Closing down all the streets around Goose Island Beer Company, 2,400 beer fans were allowed a sneak peak of this year’s variants of the stout, which will be officially released on Black Friday at the brewery and at liquor stores around the country. The 2022 Bourbon County Stout lineup included: Goose Island Bourbon County Stout, Bourbon County Two-Year Barleywine Reserve, Bourbon County 30th Anniversary Reserve Stout, Bourbon County Biscotti Stout, Bourbon County Coffee Stout, Bourbon County Sir Isaac’s Stout, and Bourbon County Proprietor’s Stout.

Besides the beers that were being sampled, a few of Goose Island’s partners were giving out free samples of coffee, sausage and even chili. Paulina Market was giving out free samples of beef sausage sticks, selling them and bacon that had been marinated with the stout. “We made 2,500 pounds of bacon and 800 pounds of salami sticks, and we’re going to sell out of sticks,” says Sal Sierra, sausage maker. “The line’s been 10 and 15 people deep the whole day.”

The fans who attended the street party had to win a lottery to gain entrance to the event, and people from around the country and even the globe flocked to Fulton Street in Chicago. Nicole Rojas flew in that morning from Boston and her plus-one, Paulo Silva, flew in from New York.

“We’re flying back tonight,” says Rojas. “It was 70 degrees this morning when I flew out of Boston. We’re flying out tonight.”

They also offered tastings of a mystery stout, and perhaps the biggest attraction was “The Vintage Surprise Machine.” People queued for at least half a city block to pay $10 to put a giant token in to the “machine” to get a bottle of a vintage variant from past stout lineups.

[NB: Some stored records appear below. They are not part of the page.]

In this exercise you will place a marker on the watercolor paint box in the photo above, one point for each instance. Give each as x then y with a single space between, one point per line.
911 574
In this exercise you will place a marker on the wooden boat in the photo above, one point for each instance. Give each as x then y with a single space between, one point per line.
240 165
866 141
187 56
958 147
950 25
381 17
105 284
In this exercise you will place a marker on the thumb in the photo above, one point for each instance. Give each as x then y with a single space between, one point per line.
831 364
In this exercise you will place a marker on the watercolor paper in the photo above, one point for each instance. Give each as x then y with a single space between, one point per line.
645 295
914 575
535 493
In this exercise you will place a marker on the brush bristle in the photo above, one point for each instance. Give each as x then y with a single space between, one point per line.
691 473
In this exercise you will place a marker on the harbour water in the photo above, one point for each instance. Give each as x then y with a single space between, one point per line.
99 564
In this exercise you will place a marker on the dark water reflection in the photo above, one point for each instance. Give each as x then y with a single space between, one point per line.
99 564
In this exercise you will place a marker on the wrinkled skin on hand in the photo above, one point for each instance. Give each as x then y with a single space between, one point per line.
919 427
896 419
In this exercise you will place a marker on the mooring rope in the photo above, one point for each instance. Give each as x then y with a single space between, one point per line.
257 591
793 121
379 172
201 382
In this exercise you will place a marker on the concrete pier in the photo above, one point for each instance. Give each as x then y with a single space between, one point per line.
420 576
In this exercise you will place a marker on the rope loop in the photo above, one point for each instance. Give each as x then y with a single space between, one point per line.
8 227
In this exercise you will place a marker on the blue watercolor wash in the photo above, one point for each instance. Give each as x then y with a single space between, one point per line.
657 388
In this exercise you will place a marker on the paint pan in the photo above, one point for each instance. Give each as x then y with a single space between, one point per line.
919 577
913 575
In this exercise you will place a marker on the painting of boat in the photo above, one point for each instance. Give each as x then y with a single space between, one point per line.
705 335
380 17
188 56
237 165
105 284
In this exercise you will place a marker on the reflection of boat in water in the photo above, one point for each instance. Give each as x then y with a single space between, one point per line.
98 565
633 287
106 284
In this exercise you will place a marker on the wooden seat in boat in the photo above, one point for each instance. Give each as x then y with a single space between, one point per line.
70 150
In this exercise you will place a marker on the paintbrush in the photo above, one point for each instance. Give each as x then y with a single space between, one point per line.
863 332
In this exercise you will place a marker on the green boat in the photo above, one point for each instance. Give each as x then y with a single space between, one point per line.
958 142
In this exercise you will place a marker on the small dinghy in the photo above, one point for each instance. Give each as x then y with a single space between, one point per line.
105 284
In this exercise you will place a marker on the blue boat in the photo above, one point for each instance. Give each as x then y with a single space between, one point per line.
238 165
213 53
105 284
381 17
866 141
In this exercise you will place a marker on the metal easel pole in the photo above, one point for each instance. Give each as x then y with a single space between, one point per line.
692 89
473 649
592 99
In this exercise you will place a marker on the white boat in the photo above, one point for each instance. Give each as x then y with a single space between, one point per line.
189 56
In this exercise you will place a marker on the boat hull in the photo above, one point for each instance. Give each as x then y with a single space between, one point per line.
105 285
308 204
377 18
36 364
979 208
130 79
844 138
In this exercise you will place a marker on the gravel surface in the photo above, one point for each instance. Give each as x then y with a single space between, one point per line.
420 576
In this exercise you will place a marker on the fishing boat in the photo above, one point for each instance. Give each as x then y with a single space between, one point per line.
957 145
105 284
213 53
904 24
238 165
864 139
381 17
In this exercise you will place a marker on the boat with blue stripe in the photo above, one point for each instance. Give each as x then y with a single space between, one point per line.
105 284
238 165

Some of the variants in the machine would sell for upwards of $200 on the secondary market to beer fans.


Rojas says that they were gifted by another fan, who took a turn at the machine, with an earl gray tea variant, which they were really excited about trying. “It’s a little bit like gambling, and a little bit like drinking, and it puts your vices all together in one package to have fun,”Silva says.

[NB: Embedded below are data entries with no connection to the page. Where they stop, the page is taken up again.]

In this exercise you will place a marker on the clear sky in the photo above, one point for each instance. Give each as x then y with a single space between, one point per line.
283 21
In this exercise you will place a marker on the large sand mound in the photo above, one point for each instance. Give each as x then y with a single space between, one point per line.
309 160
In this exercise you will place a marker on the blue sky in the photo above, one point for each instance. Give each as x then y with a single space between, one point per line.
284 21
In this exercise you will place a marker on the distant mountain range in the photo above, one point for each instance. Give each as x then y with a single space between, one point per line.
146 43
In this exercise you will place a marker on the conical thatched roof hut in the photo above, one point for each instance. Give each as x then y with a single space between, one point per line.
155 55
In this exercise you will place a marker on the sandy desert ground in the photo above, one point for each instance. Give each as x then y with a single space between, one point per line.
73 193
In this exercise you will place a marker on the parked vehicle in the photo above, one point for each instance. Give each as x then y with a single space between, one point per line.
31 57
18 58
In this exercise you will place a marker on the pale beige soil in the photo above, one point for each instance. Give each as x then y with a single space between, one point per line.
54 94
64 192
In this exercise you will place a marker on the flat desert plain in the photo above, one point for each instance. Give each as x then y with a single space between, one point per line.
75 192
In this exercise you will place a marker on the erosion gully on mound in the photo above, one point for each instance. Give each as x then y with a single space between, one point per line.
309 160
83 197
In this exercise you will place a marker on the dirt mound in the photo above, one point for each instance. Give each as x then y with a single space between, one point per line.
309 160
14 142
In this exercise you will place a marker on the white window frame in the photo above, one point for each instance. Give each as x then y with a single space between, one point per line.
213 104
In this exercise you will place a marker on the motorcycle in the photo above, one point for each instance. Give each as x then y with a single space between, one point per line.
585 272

Unofficially, the next most popular attraction was Brody, a Labrador retriever puppy, who was being carried around in a Prop Day blanket by his owner, Billy Umphrey, a native Chicagoan.

“This is my fourth Prop Day,” Humphrey says. “I used to be the guy who walked around with scuba gear to give out beer. So far, I’ve had the reserve and the 30th anniversary, which is delightful.”

Greg Hall, who created the stout back in 1992 and who now is the owner of Virtue Cider, comes back every year for stout events, and his favorite is the 30th anniversary. “Every sip tastes different, spicy and chocolatey and malty and wood and barrel, which is different from wood, and it’s got everything,” Hall says.

Rojas says her favorite was the Proprietor’s Stout, which is only available in Chicago. “It’s so, so good,” she says.

The blend, which was inspired by a jungle bird cocktail, was created by brewers Jason Krasowski and Paul Cade, who spent a night out on the town tasting cocktails. Cade and Brooke Bell, director of operations, greeted fans and answered questions in the “Meet the Brewer” kiosk. “So, Jason and I last year created the cola variant, and it was a ton of work,”Cade says. “So this year, we said, let’s make sure we have a ton of fun making this year’s. Our favorite jungle bird was at The Whistler. And then another one was at Longman & Eagle.”

To get the right balance of pineapple, coconut, banana, lime and rum flavors, they made 100 different mockups. “The proprietor’s blend is so different from the ones they’ve done before,” says Jenny Fornell, who drove in from Commerce Township, Michigan, with her fiancé, Scott Riopelle.

Fornell and Riopelle went to the last in-person Prop Day in 2019, and for the last two years, they drove in to pick up their bottles of beer. Their only complaint, they say, is they arrived later than they expected, and they had to leave at 2 p.m. before the second half of attendees were allowed in at 3 p.m.